Results and Discussion In order to suspended sediment load estimation by intelligent models, different input combination for model training evaluated. Then the best combination of input for each intelligent model is determined and preprocessing is done only for the best combination. Two logarithmic transforms, LN and LOG, considered to data transformation. Daubechies wavelet family is used as wavelet transforms. Results indicate that diagnosing causes Nash Sutcliffe criteria in ANN and GEPincreases 0.15 and 0.14, respectively. Furthermore, RMSE value has been reduced from 199.24 to 141.17 (mg/lit) in ANN and from 234.84 to 193.89 (mg/lit) in GEP. The impact of the logarithmic transformation approach on the ANN result improvement is similar to diagnosing approach. While the logarithmic transformation approach has an adverse impact on GEP. Nash Sutcliffe criteria, after Ln and Log transformations as preprocessing in GEP model, has been reduced from 0.57 to 0.31 and 0.21, respectively, and RMSE value increases from 234.84 to 298.41 (mg/lit) and 318.72 (mg/lit) respectively. Results show that data denoising by wavelet transform is effective for improvement of two intelligent model accuracy, while data transformation by logarithmic transformation causes improvement only in artificial neural network. Results of the ANN model reveal that data transformation by LN transfer is better than LOG transfer, however both transfer function cause improvement in ANN results. Also denoising by different wavelet transforms (Daubechies family) indicates that in ANN models the wavelet function Db2 is more effective and causes more improvement while on GEP models the wavelet function Db1 (Harr) is better.

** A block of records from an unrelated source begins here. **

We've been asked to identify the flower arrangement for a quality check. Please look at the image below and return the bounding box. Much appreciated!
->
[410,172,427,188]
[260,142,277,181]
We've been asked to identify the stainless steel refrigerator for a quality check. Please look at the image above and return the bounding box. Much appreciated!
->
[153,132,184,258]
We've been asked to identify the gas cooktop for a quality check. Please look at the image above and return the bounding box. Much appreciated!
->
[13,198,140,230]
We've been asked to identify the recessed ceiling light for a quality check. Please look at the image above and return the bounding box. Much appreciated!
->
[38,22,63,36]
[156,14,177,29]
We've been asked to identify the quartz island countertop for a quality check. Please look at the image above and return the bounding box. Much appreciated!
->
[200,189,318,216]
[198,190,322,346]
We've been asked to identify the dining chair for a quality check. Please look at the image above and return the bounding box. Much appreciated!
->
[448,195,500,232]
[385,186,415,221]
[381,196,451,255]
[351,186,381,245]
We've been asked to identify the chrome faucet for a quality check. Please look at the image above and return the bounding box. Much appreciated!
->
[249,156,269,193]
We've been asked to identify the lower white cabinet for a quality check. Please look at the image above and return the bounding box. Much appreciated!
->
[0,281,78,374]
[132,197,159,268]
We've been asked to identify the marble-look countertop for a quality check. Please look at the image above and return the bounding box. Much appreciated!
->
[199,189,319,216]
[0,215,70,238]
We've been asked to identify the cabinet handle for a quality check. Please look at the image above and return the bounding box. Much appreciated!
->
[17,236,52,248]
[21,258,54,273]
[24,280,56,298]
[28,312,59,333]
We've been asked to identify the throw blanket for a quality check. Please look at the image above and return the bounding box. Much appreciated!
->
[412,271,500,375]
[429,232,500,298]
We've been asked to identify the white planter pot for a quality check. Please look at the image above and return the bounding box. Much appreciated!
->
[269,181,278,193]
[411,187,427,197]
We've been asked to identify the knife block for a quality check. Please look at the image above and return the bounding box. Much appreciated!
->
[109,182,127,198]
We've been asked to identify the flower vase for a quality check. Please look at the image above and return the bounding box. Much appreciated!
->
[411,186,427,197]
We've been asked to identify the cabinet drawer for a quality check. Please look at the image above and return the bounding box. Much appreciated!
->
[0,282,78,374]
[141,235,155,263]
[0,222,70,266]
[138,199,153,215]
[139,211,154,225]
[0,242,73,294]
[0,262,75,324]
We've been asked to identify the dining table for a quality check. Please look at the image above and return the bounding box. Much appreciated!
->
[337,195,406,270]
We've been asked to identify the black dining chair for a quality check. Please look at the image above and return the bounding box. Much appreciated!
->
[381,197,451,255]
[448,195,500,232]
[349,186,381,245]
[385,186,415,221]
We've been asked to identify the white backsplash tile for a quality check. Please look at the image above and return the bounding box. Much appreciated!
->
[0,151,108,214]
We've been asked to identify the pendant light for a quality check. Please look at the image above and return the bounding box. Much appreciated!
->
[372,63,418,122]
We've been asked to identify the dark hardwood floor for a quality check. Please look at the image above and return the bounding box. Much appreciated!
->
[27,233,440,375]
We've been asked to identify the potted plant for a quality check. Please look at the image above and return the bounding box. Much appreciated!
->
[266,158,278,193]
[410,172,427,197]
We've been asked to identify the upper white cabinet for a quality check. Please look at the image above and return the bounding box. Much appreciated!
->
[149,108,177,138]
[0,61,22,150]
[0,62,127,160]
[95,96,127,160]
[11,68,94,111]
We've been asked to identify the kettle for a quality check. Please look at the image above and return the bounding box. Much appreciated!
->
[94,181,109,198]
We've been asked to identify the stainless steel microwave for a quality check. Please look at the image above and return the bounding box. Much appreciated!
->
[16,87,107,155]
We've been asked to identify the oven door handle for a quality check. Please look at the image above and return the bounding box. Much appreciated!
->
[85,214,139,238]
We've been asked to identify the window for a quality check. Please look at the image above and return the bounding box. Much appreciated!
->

Conclusions: In the present study, two different intelligent models, Gene Expression Programming and Artificial Neural Network, have been considered to estimation of daily suspended sediment load in the Skunk river in the USA. Also, two different procedures, denoising and data transformation have been used as preprocessing to improve results of intelligent models. Wavelet transforms are used for diagnosing and logarithmic transformations are used for data transformation. The results of this research indicate that data denoising by wavelet transforms is effective for improvement of two intelligent model accuracy, while data transformation by logarithmic transformation causes improvement only in artificial neural network. Data transformation by logarithmic transforms not only does not improve results of GEP model, but also reduces GEP accuracy.